Thanks, I suspected it might not be so simple.
I think Dask is using sp_arr @ np_arr on each chunk, and I believe @ works properly if the underlying array is a np.ndarray rather than a Dask array.
The linked xarray issue has some workarounds to get Dask to initiate the multiplication, rather than sparse, so I will go back and ask if any of those could be incorporated into xarray.
if the variant that works is implemented by dask, wouldn't it be fine to have sparse return NotImplemented and have it use dask.array.Array.__rmatmul__ instead?
That we can do -- can you open an issue for that?
sorry, looks like that already happens (I think)? See https://github.com/pydata/sparse/blob/2bca00c37654f8e1116dd5c988779f68665479de/sparse/numba_backend/_coo/core.py#L958-L972
I'll have to look into why that is not triggered.

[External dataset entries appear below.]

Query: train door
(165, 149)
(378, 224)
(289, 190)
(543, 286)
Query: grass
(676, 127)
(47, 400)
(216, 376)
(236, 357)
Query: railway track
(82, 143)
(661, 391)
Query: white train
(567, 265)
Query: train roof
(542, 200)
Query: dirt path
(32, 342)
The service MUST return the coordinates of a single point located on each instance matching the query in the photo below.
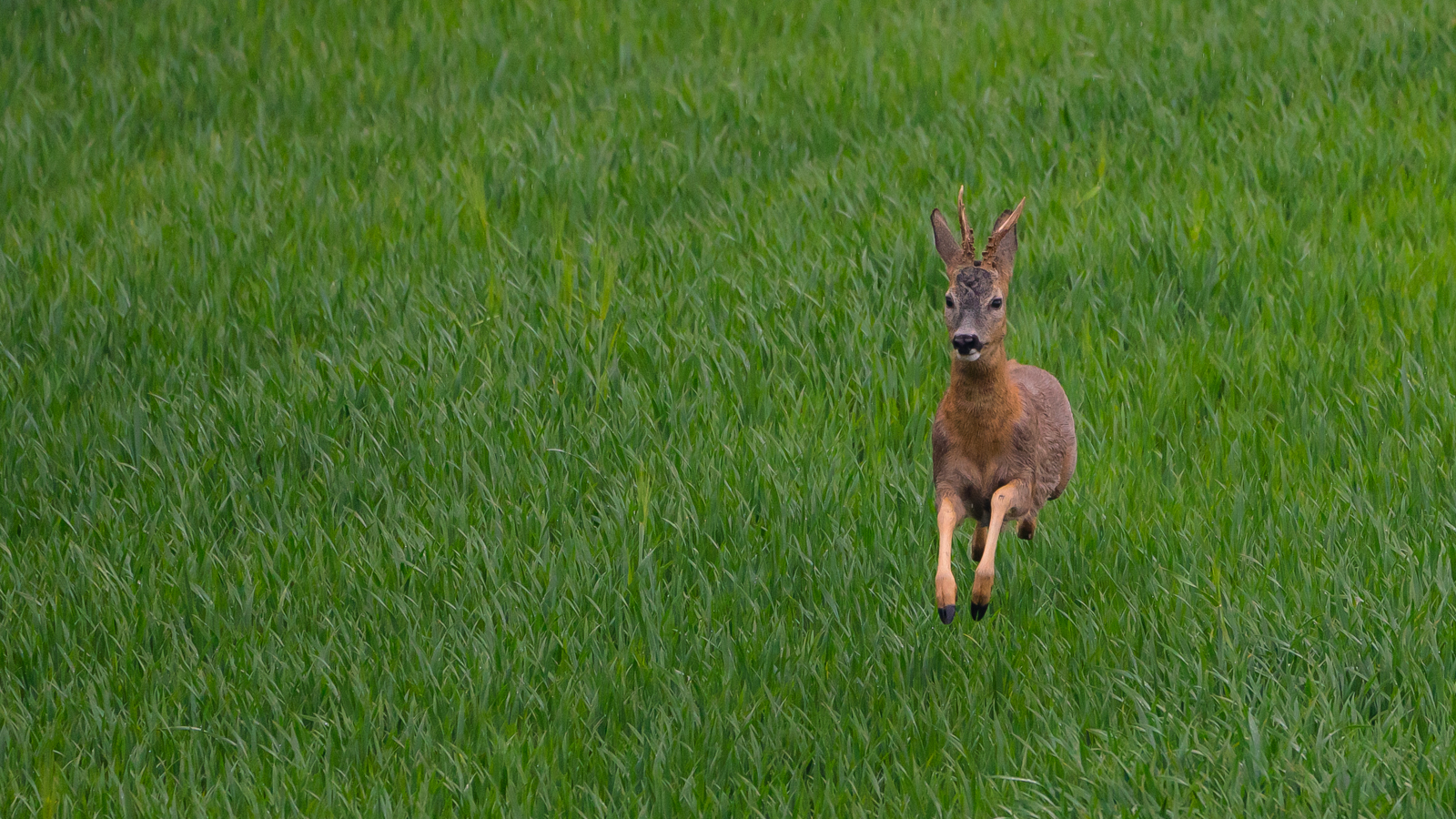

Edit: maybe because the error is TypeError and not NotImplementedError?
Edit: or maybe because we're calling tensordot and not matmul?
sparse @ dask (in xarray) throws a TypeError from sparse's _dot, I believe. If you're using xarray with opt-einsum, then it selects sparse.tensordot as the method to use for sparse @ dask (i.e. xr.dot(sparse, dask)).
Right -- I just pushed a fix/release for __matmul__ and __rmatmul__, but functions should indeed return TypeError, which is correct.
yeah, forwarding to __rmatmul__ only works if we use sparse @ dask, whereas xr.dot uses something else. So we'll have to figure out how sparse can reject unknown array types while still allowing other array types to implement the operation.
Tensordot can be dispatched through various numpy protocols, where I believe for __array_function__ this is possible by returning NotImplemented, but __array_namespace__ explicitly does not want to allow the interaction of multiple array types. This may mean that the calling code (in this context probably xarray) has to cast the data to the appropriate type.